Pondering the Post-Op Blues
Oh I have the blues bad!!! I'm not a complainer so I wasnt going to post about it but since this post is up LOL. I have cried every day for about a week now. Yesterday I'm sitting in my bed feeling sorry for myself and literally thinking how sad I was that I was sitting in my bed crying because I couldnt have a cookie!! I mean how sorry is that. I'm upset because I cant eat like I want to and I cried to my hubby(as he stood there eating a chocolate chip cookie) I dont cook for my family my husband has been doing it and when I get what I can eat, I go up in my room so I dont have to watch them eat thier food. I'm really embarrased that I feel this way, I really am. I researched this so much and I knew about the depression and the plateaus and everything I just never thought that it would be a big deal for me. I have reached my first plateau too and to me I'm like if I'm barely eating 300 calories a day how can I not be losing, but I have also only walked twice since I got home from the hospital the weather has been so horrible here arrrggggghhhh Ok I'm done now!!
~Nicole
I can relate to so many of you.
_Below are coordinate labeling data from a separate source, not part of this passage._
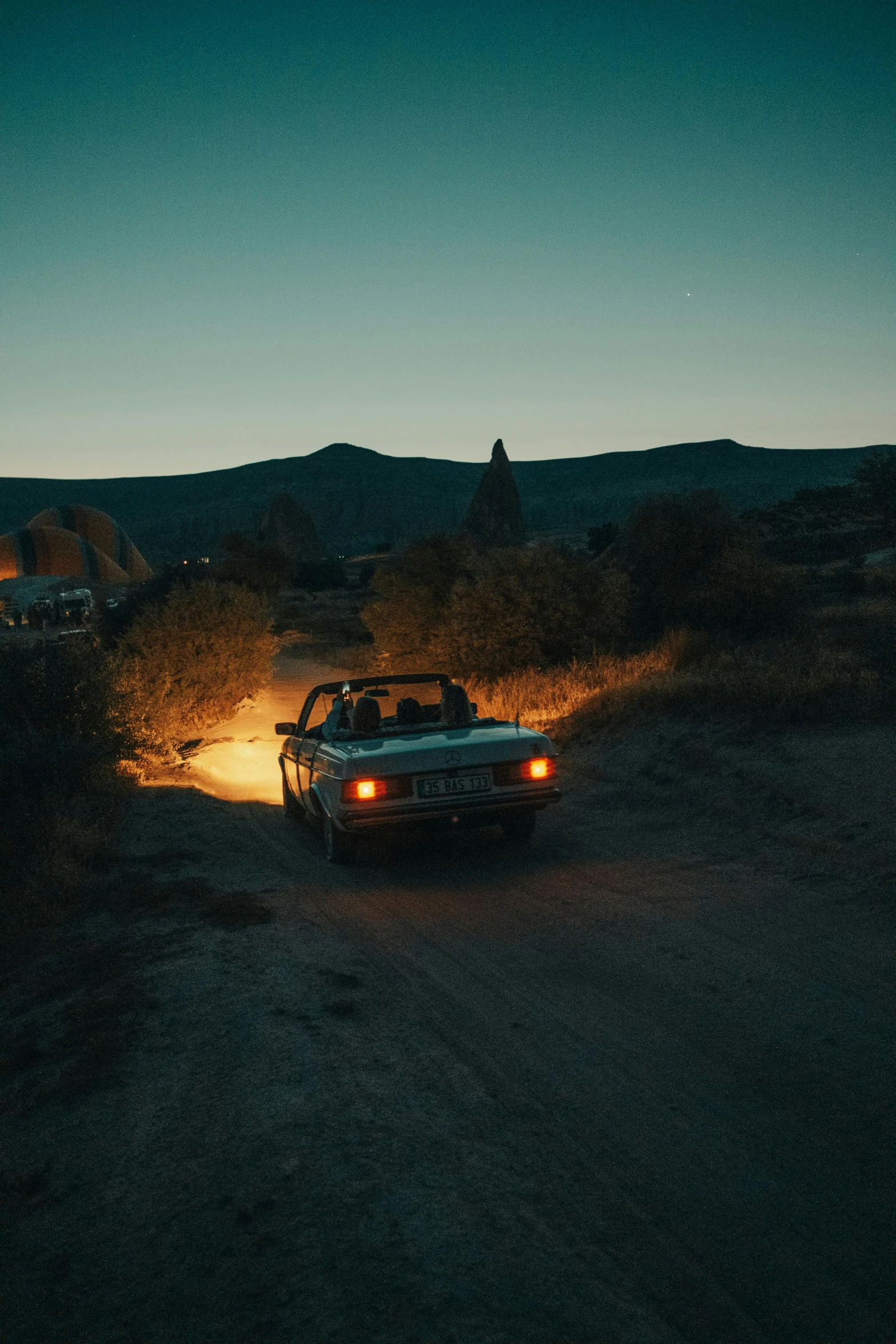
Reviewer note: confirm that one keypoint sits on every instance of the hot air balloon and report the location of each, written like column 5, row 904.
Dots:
column 53, row 550
column 102, row 531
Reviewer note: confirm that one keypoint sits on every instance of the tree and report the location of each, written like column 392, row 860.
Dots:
column 495, row 516
column 290, row 528
column 876, row 480
column 602, row 536
column 265, row 569
column 668, row 546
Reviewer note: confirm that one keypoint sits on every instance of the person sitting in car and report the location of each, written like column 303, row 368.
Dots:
column 457, row 711
column 337, row 723
column 366, row 717
column 409, row 711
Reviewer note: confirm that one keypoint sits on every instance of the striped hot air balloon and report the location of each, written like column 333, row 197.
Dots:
column 102, row 531
column 53, row 550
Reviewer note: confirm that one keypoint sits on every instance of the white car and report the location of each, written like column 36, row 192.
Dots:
column 413, row 769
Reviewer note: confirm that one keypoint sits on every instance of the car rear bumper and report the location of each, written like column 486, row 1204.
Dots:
column 471, row 812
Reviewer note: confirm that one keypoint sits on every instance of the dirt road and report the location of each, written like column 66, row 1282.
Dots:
column 635, row 1084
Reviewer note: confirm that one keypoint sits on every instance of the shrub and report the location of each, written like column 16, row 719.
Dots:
column 258, row 566
column 746, row 594
column 670, row 546
column 495, row 612
column 529, row 608
column 318, row 575
column 414, row 594
column 187, row 661
column 602, row 536
column 62, row 742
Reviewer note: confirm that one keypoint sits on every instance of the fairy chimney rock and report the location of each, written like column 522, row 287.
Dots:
column 495, row 516
column 290, row 527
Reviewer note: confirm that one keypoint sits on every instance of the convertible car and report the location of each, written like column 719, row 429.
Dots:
column 413, row 764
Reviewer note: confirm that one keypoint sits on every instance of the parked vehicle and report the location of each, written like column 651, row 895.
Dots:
column 39, row 613
column 74, row 608
column 413, row 765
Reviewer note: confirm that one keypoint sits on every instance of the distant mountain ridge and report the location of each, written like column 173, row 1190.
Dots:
column 359, row 498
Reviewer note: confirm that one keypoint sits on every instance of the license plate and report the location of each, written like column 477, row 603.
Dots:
column 448, row 788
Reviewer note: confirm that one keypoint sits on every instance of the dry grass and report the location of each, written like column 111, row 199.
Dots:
column 841, row 667
column 543, row 698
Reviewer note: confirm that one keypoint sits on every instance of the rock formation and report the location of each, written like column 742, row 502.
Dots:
column 495, row 516
column 290, row 528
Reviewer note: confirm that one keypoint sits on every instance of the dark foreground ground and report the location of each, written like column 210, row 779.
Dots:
column 633, row 1085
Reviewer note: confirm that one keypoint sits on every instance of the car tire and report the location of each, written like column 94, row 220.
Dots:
column 290, row 808
column 339, row 847
column 519, row 828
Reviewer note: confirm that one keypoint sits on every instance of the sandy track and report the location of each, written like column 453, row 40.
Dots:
column 635, row 1084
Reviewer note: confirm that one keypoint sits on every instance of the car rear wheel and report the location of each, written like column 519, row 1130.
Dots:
column 519, row 828
column 290, row 807
column 340, row 849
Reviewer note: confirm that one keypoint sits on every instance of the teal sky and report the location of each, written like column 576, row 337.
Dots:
column 244, row 230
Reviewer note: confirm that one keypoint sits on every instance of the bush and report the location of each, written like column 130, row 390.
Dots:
column 414, row 594
column 602, row 536
column 318, row 575
column 746, row 594
column 670, row 546
column 265, row 569
column 187, row 661
column 492, row 613
column 529, row 608
column 63, row 738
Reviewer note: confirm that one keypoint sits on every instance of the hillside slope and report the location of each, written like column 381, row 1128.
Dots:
column 359, row 498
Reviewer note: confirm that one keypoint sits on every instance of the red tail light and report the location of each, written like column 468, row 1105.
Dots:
column 366, row 790
column 521, row 772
My emotions have been such a rollercoaster. Today it's the blues. That last few days I haven't been feeling very good, so I did not do my walking. Today was the first day since I have been home that I hadn't lost anything, and I got so bummed out. Can you believe it? I am down 20 pounds in 14 days, I yet I get so bummed out over not losing since yesterday. Before the surgery, I was so happy when I weighed myself and I hadn't gained anything, but now, I a getting worked up over literally nothing. I know this is precisely why so many people don't weigh themselves every day, but I just can't help it. Once I go back to work (in a month), I will start to only weigh myself once a week. I need the rollercoaster to get up that hill again, so I feel better about myself. Silly isn't it??